In general, the algorithm gives somewhat less of a home-field advantage than Brian's model--usually on the order of 1-3 percentage points worth of probability. This may affect things on the margins, but it leaves the overall picture intact. (Since teams play both home and away games, the deviations--which are small to begin with--tend to cancel each other out as opposed to compounding.)

Hi Josh, I just wanted to point out another exampl...

2011-11-03T16:59:12.814-04:00

Hi Josh, I just wanted to point out another example of what I mentioned earlier. In your article you write that Philadelphia has a 72% chance of winning this weekend. In the nfl-forecast software, it looks like Philly has a 68-69% chance. Other games have much larger differences.
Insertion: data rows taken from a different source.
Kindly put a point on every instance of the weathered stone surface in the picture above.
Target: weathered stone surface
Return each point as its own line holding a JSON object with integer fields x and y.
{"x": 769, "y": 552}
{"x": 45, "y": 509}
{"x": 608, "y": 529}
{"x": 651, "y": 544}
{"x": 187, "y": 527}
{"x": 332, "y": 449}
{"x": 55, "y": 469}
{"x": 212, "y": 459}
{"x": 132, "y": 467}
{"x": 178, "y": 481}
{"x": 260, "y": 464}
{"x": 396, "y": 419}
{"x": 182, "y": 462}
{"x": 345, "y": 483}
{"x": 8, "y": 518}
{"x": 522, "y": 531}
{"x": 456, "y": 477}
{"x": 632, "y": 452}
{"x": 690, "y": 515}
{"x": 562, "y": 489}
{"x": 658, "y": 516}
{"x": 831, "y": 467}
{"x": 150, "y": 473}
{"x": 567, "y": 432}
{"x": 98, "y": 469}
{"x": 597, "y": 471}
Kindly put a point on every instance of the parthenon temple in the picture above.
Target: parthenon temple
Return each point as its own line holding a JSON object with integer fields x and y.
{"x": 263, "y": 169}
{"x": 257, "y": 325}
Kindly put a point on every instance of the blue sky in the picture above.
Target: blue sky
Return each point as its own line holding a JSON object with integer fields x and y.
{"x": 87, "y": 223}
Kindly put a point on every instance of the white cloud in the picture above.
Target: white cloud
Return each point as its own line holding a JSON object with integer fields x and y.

My point is that if individual games are off by 3-5%, the summaries that you end up with could be way off.

The numbers used for the main tables are done usin...

2011-11-03T15:29:07.915-04:00

The numbers used for the main tables are done using a modified version of the software that does 50,000 simulation runs, giving standard errors ranging from about .10 percentage points for values close to zero or one and .22 percentage points for values close to 50%.

As for the software, 5,000 runs gives percentages with standard errors ranging from .3 percentage points to .7 (assuming I have the math right).

That might seem like a lot, but you have to consider what we're using it for.

Does it matter whether we estimate Baltimore's chances of making the playoffs as 75% or 76? To me, not so much. I'm much more interested in the broad strokes of the playoff picture and conditional probabilities -- How does a particular scenario affect a team's chances? What are the high leverage games that can really swing a team's probability one way or the other?

To answer these questions, five thousand simulations seems to strike a good balance between precision and speed.

And ultimately, as was pointed out, these are estimates done using projections that will never be 100% accurate. Which is one of the reasons why the numbers are presented rounded off, so as to avoid the appearance of accuracy/precision that just isn't there.

Since the numbers are only given to percent-level ...

2011-11-03T14:19:05.664-04:00

Since the numbers are only given to percent-level accuracy, I suppose you'd want the Monte Carlo to be accurate to rounding error on that number. So for an error of half a percent, root-N gives 40 thousand.

On the other hand, we haven't estimated the systematic errors in the model; if those are bigger than the statistical error, you'd just be wasting your time adding more simulations. That is, you're calculating the wrong number very precisely. Given what we know about luck and injury in the NFL, I'm skeptical that the numbers can get better than 5%ish, so 5000 simulations would be adequate under that assumption.